Later on, YARN allocates the resources that JobTracker spins up and monitors all the results from the MapReduce processing stage, which are then aggregated and written back to disk in HDFS.
The way Spark operates is similar to Hadoop’s. The key difference is that Spark keeps the data and operations in-memory until the user persists them. Spark pulls the data from its source (eg. HDFS, S3, or something else) into SparkContext. Spark also creates a Resilient Distributed Dataset which holds an immutable collection of elements that can be operated in parallel.
Not only that, but Spark also creates a Direct Acyclic Graph to visualize all of the steps and relationships between them.
Users can also perform other actions such as transformations, final steps, or intermediate steps on RDD.
From SPark 2.0, users can use DataFrames which are like RDDs but they put data into named columns. This makes them more user-friendly. Thanks to SparkSQL, users can query DataFrames using similar syntax to native SQL.

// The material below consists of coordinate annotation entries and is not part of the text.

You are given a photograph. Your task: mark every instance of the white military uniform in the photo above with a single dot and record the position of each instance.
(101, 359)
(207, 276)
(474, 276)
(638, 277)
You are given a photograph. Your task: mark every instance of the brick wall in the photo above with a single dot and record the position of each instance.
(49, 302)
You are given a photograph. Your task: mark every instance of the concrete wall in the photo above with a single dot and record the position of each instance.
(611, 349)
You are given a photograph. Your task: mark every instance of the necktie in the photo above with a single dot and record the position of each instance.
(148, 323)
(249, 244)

Even though it might seem counter-intuitive to look at both tools, compare their performance and the way they process data, we still may choose the faster option. Hadoop boosts its performance by accessing data stored on HDFS. However, this still cannot compete with Spark’s in-memory processing as Spark has been found to run 100 times faster when using RAM and 10 times faster on disk.
As the research shows,    Spark was 3x faster and needed 10x fewer nodes to process 100TB of data on HDFS. Spark has also been found to be faster with machine learning applications, such as Naive Bayes and k-means.
The main reason for this is that Spark does not read and write intermediate data to disks but uses RAM. On the other hand, Hadoop stores data on a lot of different sources and then processes the data in batches using MapReduce.
These arguments all put Spark in the leader position. Yet, if the size of data is larger than the available RAM or if Spark is running on YARN with other shared services, its performance might degrade and cause RAM overhead memory leaks. In that case, Hadoop would be the more logical choice.
Comparing the costs of Spark and Hadoop we need to look at the wider picture. Both tools are open-source and free. Apart from that we still need to take development, maintenance, and infrastructure costs into account. The general rule of thumb for on-prem installations is that Hadoop requires more memory on disk and Spark requires more RAM, meaning that setting up Spark clusters could be more expensive. Additionally, since Spark is the newer system, experts in it are rarer and therefore more costly. Another option is to install them using a vendor such as Cloudera for Hadoop, or DataBricks for Spark, or run EMR/MapReduce processes in the cloud with AWS.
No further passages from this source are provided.